There is not much call, in the life of a metropolitan television producer, for the ability to milk a cow by hand or to layer a hedge or to build a dry-stone wall. Less demand, still, for these talents as a Member of the House of Commons. The skills with which I made a rudimentary acquaintance during a childhood in rural Dorset are therefore not a little rusty. My knowledge of the name of every British bird and tree and butterfly, many of which have been driven to the edge of extinction by pesticides used in the name of` progress,` would come in handy while educating grandchildren about the real joys of rural life but that knowledge, also has fallen into disrepair. I have, nevertheless, never thought of myself as a “townie”.

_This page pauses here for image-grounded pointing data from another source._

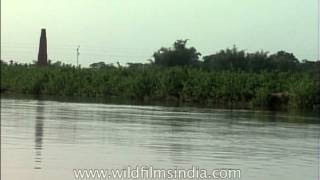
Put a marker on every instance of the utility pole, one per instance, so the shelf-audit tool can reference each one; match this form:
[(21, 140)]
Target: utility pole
[(78, 53)]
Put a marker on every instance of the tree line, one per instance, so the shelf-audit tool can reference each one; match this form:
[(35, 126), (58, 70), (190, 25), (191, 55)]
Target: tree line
[(229, 77)]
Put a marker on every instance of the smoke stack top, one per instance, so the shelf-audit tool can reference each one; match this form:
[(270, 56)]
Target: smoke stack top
[(42, 55)]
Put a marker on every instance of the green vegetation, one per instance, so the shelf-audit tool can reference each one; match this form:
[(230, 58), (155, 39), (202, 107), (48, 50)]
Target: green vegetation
[(229, 77)]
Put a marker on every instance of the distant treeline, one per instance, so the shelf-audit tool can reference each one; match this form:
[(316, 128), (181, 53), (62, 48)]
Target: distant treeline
[(229, 77)]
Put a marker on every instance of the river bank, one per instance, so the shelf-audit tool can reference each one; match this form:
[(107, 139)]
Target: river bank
[(174, 85)]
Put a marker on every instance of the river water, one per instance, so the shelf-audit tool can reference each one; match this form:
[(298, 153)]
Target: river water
[(49, 139)]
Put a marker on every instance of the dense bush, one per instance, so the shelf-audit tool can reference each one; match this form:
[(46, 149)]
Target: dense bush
[(153, 82)]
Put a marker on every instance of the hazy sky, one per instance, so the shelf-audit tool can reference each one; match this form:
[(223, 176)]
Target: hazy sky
[(131, 30)]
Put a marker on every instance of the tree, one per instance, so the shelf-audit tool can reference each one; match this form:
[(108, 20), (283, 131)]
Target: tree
[(284, 61), (179, 55)]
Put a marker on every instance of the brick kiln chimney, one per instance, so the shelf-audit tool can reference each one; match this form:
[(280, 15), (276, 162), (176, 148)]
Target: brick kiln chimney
[(42, 56)]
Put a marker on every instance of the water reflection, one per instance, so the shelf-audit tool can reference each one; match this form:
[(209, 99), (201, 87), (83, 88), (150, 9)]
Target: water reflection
[(64, 136), (38, 134)]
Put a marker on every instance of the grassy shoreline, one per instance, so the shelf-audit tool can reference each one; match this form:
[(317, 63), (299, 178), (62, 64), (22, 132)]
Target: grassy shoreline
[(229, 89)]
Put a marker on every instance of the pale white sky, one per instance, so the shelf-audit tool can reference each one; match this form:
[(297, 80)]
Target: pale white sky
[(131, 30)]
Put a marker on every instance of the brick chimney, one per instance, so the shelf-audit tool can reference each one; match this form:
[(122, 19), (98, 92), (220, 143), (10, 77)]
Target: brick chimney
[(42, 55)]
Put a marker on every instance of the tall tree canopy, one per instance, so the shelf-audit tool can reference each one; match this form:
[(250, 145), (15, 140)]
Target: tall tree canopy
[(179, 55)]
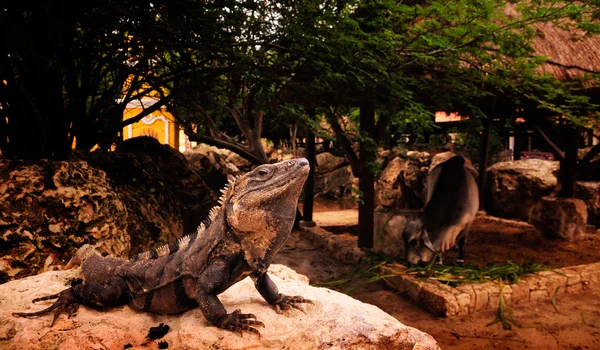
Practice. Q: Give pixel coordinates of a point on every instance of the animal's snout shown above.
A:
(301, 162)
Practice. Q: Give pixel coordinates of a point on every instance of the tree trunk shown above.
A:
(366, 185)
(309, 189)
(483, 160)
(568, 166)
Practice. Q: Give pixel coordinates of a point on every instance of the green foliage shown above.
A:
(408, 59)
(509, 272)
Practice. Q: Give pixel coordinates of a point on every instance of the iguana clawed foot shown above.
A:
(239, 322)
(67, 302)
(286, 303)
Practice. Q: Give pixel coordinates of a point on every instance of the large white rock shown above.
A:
(335, 321)
(514, 187)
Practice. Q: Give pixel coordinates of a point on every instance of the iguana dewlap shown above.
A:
(239, 239)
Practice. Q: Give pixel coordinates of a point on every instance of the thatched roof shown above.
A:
(567, 58)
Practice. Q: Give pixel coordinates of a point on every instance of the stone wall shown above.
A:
(123, 202)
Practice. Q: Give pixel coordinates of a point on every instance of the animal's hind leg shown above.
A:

I mention this inconsequential nonsense because the first accusation laid against those of us who are opposed to the `sport` of hunting wild animals with dogs is that we “know nothing about the countryside”. Earlier generations of my family, from Devon and from East Anglia, have engaged in this pastime and I first followed hounds on foot when I was, I think, about seven or eight years old. I have never seen any pleasure, then or since, to be had from chasing a terrified wild creature with a pack of dogs and watching while that animal, when cornered, is ripped to shreds. This, I appreciate, is a idiosyncratic when viewed through the eyes of a huntsman.
I also understand that the hunters regard those of us who have opposed part of their “rural way of life” ,whether they drive to the meet on real or in Chelsea tractors, as engaged in `class warfare` and this sentiment was expressed again recently in the traditional Boxing Day diatribe published under the name of the President of the Countryside Alliance, The Baroness Mallalieu of Studdridge in the County of Buckinghamshire. Ms. Mallalieu, as she was before she took a seat in the House of Lords as a Labour peer in 1991, believes that opposition to foxhunting and, presumably, to stag hunting (she is a member of the Devon and Somerset Stag Hounds and has an interest in a farm on Exmoor) and hare coursing is down to “class” and is based upon “a hatred of people, not cruelty”. She also opines that “experts have accepted that hunting is not cruel”.
I have been accused, in my time, of many failings and some of those accusations have been well-founded but I have never considered myself to be, remotely, a “class warrior” any more than I am a “townie”. I simply do not like the idea of chasing and killing sentient beings in the name of sport.
Back in the dog-end of the Blair administration the Prime Minister was finally and reluctantly, having lied to the House of Commons about a hunting bill that was ”defeated by the House of Lords” despite that measure never having reached the Upper House, obliged to honour an election pledge and to facilitate a bill that outlawed the hunting of wild animals with dogs. It was, to be sure, a pretty ropey piece of legislation and it has many flaws in it. It allows some determined law-breakers to still hunt foxes under the guise of what is now known as “trail hunting”. There is much merit in drag-hunting in which hounds followed a pre-prepared scent from a given starting point to a given finish usually at a pre-designated pub. It allows the trail to be laid to suit the skills of the riders, whether novice or experienced, it provides for an exhilarating ride and it should come as no surprise that the sport is attracting a growing number of participants who enjoy the thrill of the game but have no desire to see an animal killed at the end of it. That there are those who determinedly break the law is bad but there is no law known to man that will be obeyed by all people all of the time.
The fact is that since the passage of the Hunting Bill after very many hours of parliamentary scrutiny and debate, there have always those on the one hand who want to repeal the Act and those on the other who want to strengthen it. The occupation is, though, no longer relevant. It has been consigned to the dustbin of history where it belongs alongside bear-baiting and cock-fighting. In has not resulted, as was direly predicted, in the wholesale slaughter of hundreds of hounds or the loss of dozens of rural jobs. Neither has the countryside hitherto managed and cared for by the hunt been allowed to go to waste because drag-hunters have an even greater interest in maintaining the land. It has always been a myth that the hunt controls the fox population (more foxes are killed on the roads than were ever killed by the hunt) and if there is a population problem it lies in the cities and not in rural Britain. And I know of nobody, not even Ms. Mallalieu, that is seriously seeking to establish the Clapham Hunt!
Support for the hunting of wild animals with dogs is a generational affectation and there is now an overwhelming majority in the House of Commons, with many sitting on the hitherto pro-hunt Tory benches that are far more interested in animal welfare than in trying to turn the clock back. With a Secretary of State, Michael Gove, wedded to the concept of enhancing the well-being of sentient wild, farm and domestic animals and realising the policies that some of us have been working towards for years, I look forward to a New Year in which this Government will put itself and its legislation at the heart of our compassionate agenda. Time to take a big leap forward, as the Prime Minister herself has clearly recognised.